In questi mesi in tanti hanno fatto il mio nome per la segreteria del Partito Democratico di Roma. Oggi ho deciso di sciogliere le riserve e di candidarmi. Ringrazio quanti nel partito credono nel mio nome e in quello che la mia candidatura rappresenta. La considero una sfida collettiva, non una sfida personale. Parafrasando John Donne NESSUNA DONNA E’ UN’ISOLA.
Non sono candidata per me stessa. Non lo sono neppure per una parte contro l’altra. Continuo a credere nel mio lavoro di sempre, per il Partito Democratico.
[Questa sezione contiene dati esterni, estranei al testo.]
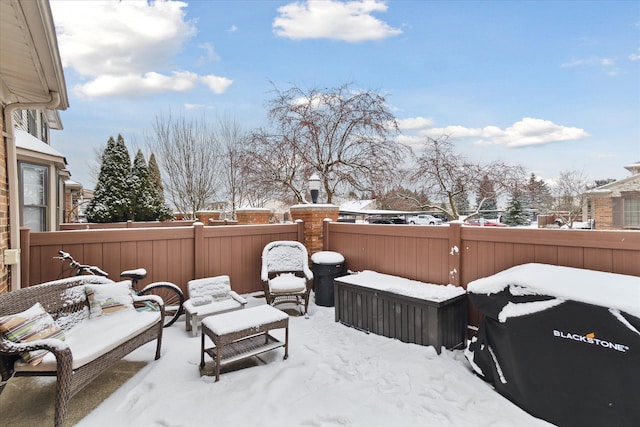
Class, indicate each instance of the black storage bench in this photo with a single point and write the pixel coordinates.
(562, 343)
(408, 310)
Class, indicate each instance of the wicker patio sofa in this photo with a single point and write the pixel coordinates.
(92, 342)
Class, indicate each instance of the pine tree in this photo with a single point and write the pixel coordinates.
(515, 214)
(111, 202)
(142, 193)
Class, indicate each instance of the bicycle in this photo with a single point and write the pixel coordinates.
(171, 294)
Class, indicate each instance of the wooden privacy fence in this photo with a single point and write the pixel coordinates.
(173, 254)
(458, 254)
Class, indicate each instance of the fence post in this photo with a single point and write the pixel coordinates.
(325, 234)
(300, 230)
(455, 253)
(198, 249)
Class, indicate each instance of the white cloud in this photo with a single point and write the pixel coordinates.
(606, 65)
(216, 84)
(125, 47)
(349, 21)
(210, 53)
(197, 106)
(414, 123)
(136, 84)
(524, 133)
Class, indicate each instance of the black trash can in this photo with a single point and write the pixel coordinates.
(326, 266)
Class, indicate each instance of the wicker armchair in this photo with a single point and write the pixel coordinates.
(285, 274)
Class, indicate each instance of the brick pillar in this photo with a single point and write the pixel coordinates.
(313, 217)
(206, 217)
(253, 216)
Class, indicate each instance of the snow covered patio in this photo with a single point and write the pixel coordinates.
(335, 375)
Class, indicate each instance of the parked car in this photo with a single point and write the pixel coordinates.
(380, 221)
(398, 220)
(481, 222)
(425, 219)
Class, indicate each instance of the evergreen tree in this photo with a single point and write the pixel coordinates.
(111, 202)
(142, 193)
(155, 177)
(515, 214)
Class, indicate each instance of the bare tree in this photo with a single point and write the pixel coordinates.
(444, 175)
(341, 134)
(232, 144)
(189, 155)
(570, 195)
(276, 167)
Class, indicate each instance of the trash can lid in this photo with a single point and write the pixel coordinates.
(327, 257)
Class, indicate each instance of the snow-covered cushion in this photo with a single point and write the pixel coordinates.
(109, 298)
(97, 336)
(212, 307)
(287, 283)
(31, 325)
(209, 289)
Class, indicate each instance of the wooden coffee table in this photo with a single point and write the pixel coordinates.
(242, 334)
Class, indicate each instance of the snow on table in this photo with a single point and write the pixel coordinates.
(403, 286)
(617, 291)
(239, 320)
(327, 258)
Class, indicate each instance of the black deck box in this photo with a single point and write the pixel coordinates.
(408, 310)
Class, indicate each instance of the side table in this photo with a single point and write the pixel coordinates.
(242, 334)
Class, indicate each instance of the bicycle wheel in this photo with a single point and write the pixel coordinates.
(172, 297)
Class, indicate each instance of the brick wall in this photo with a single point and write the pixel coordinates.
(206, 217)
(603, 213)
(253, 216)
(313, 217)
(4, 210)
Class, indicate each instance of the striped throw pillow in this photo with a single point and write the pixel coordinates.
(109, 298)
(30, 325)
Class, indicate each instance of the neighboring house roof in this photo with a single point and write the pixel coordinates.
(28, 144)
(72, 185)
(613, 189)
(633, 168)
(356, 205)
(30, 65)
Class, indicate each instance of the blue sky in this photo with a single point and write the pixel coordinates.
(550, 85)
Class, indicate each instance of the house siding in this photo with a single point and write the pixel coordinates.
(4, 211)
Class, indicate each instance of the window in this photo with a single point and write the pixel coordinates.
(31, 123)
(34, 196)
(631, 212)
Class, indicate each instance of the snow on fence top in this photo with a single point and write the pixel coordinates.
(403, 286)
(588, 286)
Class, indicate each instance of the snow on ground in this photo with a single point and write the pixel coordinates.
(334, 376)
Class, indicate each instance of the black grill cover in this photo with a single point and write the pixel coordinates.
(573, 364)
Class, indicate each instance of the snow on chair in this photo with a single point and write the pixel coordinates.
(285, 275)
(209, 296)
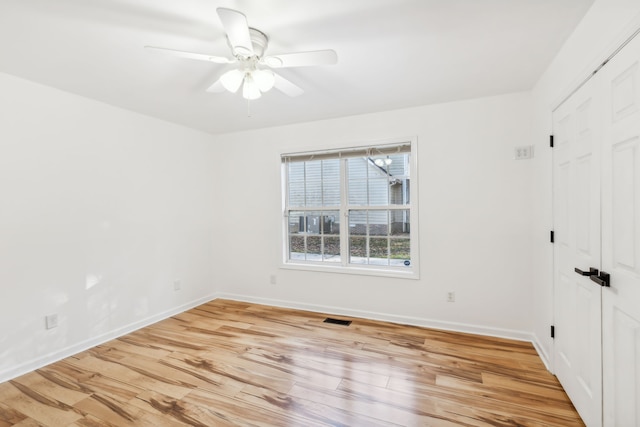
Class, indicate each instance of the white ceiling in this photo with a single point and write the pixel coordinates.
(391, 53)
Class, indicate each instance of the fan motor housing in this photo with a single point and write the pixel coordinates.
(259, 42)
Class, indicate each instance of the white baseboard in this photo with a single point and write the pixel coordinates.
(47, 359)
(405, 320)
(542, 353)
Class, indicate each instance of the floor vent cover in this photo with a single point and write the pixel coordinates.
(337, 321)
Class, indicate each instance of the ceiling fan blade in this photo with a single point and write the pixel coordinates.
(302, 59)
(216, 87)
(191, 55)
(286, 87)
(237, 28)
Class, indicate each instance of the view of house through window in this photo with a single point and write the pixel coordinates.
(350, 207)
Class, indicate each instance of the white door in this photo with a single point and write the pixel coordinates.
(621, 238)
(577, 300)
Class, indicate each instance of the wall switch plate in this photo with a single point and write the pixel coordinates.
(51, 321)
(523, 152)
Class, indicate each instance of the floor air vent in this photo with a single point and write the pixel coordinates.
(337, 321)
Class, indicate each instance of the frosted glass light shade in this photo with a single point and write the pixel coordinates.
(265, 79)
(231, 80)
(250, 89)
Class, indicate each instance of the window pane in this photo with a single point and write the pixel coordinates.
(313, 183)
(296, 247)
(357, 178)
(296, 222)
(314, 222)
(377, 232)
(330, 222)
(357, 223)
(378, 191)
(400, 223)
(296, 193)
(378, 250)
(314, 248)
(358, 250)
(378, 223)
(400, 250)
(331, 182)
(332, 249)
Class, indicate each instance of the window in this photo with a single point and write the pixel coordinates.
(351, 209)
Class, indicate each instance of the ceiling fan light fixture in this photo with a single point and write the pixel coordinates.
(250, 89)
(265, 79)
(273, 61)
(231, 80)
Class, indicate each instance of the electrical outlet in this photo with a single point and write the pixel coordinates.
(523, 152)
(51, 321)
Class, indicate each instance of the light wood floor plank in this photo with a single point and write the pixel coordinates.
(228, 363)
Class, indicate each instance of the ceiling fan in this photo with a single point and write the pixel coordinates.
(253, 73)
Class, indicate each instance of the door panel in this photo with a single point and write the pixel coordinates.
(577, 349)
(621, 239)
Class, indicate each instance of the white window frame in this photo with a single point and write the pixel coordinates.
(407, 272)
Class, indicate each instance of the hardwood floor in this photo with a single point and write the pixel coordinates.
(229, 363)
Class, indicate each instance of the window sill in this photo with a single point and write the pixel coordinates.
(409, 273)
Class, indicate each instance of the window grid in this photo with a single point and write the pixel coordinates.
(320, 250)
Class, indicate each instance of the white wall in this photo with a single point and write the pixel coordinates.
(101, 210)
(475, 218)
(604, 27)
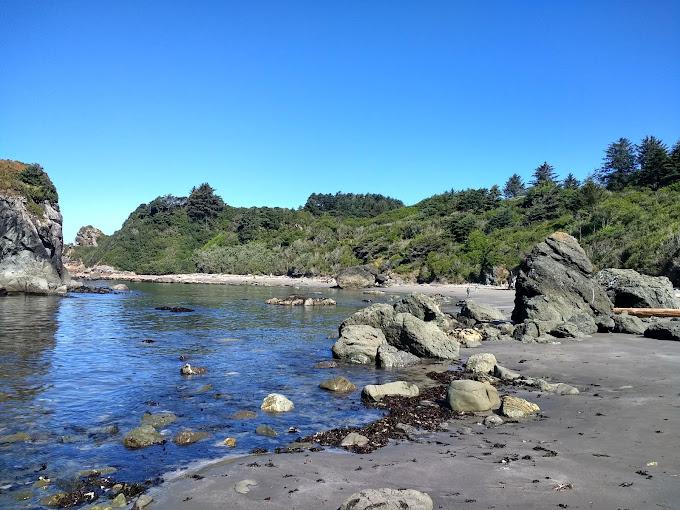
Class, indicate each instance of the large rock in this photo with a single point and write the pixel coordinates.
(357, 277)
(31, 245)
(88, 236)
(628, 288)
(398, 388)
(667, 330)
(388, 499)
(472, 396)
(555, 285)
(359, 343)
(481, 312)
(424, 339)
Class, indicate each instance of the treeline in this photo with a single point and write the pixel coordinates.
(468, 235)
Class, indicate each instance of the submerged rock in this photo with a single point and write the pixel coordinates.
(376, 392)
(472, 396)
(276, 403)
(388, 499)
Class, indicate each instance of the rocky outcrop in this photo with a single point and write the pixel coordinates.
(31, 245)
(88, 236)
(556, 286)
(629, 289)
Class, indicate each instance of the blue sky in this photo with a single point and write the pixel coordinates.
(271, 101)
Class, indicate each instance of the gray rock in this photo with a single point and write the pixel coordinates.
(376, 392)
(628, 288)
(629, 324)
(31, 247)
(354, 439)
(667, 330)
(357, 277)
(391, 357)
(555, 286)
(359, 343)
(481, 312)
(388, 499)
(472, 396)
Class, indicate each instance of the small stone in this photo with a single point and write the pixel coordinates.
(515, 407)
(243, 487)
(266, 430)
(276, 403)
(338, 384)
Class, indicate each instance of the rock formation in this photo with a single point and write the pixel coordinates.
(556, 293)
(31, 244)
(88, 236)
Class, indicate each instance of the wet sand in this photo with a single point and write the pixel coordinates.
(617, 445)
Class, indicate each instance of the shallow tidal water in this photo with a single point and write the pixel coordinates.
(74, 369)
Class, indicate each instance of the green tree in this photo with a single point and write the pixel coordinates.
(653, 160)
(203, 205)
(619, 165)
(544, 174)
(514, 187)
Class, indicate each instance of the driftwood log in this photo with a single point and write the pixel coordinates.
(650, 312)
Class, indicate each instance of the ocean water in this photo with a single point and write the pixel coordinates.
(73, 368)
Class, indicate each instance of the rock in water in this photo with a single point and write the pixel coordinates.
(481, 312)
(555, 286)
(472, 396)
(667, 330)
(338, 384)
(398, 388)
(143, 436)
(629, 289)
(515, 407)
(31, 240)
(391, 357)
(359, 343)
(276, 403)
(388, 499)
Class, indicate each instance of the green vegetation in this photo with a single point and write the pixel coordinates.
(29, 181)
(625, 216)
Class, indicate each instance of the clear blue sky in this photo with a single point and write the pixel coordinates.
(271, 101)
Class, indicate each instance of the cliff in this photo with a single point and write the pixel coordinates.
(31, 240)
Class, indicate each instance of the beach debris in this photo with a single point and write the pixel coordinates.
(276, 403)
(388, 499)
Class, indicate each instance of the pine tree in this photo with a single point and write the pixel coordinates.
(619, 165)
(653, 160)
(514, 187)
(203, 204)
(570, 182)
(544, 174)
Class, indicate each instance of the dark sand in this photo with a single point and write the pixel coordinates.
(617, 445)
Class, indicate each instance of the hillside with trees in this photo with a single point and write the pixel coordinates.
(625, 215)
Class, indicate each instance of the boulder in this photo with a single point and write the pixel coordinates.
(666, 330)
(516, 408)
(483, 363)
(556, 285)
(472, 396)
(424, 339)
(629, 289)
(354, 439)
(388, 499)
(624, 323)
(31, 245)
(357, 277)
(481, 312)
(142, 437)
(359, 343)
(391, 357)
(398, 388)
(276, 403)
(338, 384)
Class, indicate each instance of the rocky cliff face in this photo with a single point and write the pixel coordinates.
(31, 246)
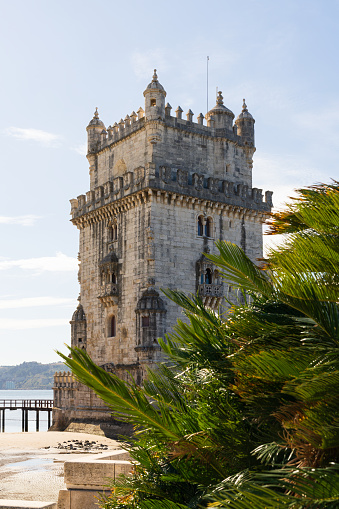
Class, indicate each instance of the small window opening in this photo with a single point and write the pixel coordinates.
(208, 277)
(145, 321)
(200, 227)
(112, 327)
(208, 227)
Nessuno si salva da solo e oggi il PD e la nostra città hanno più che mai necessità di un grande lavoro di squadra per liberare energie, competenze, passioni, impegno di singoli iscritti, di comunità territoriali, del tessuto sociale vivo e reale.

Il destino di Roma non può prescindere dal percorso di rinascita del Partito Democratico. Le nostre paludi sono state le paludi per Roma. La nostra perdita di credibilità è diventata la sfiducia dei romani verso il futuro. È a questa assenza di futuro che abbiamo la responsabilità e il dovere morale di dare risposte, con determinazione e coraggio, con la consapevolezza della nostra lunga e bella storia e con la voglia di scrivere una bella pagina nuova. Bisogna ripartire dai Circoli e renderli protagonisti del cambiamento e con l’ascolto allargarli alle forze sane della città.
La politica del fare, non la politica per il potere.
Il potere del Pd è e deve restare la forza di uomini e donne, classe dirigente diffusa e capillare, il porta a porta della politica che è insieme capacità di ascolto, assunzione di responsabilità e scelte.

Non si è credibili se non si danno risposte.

Vi invito quindi a firmare nelle sezioni del vostro Municipio oggi pomeriggio fino alle 19 per la mia candidatura.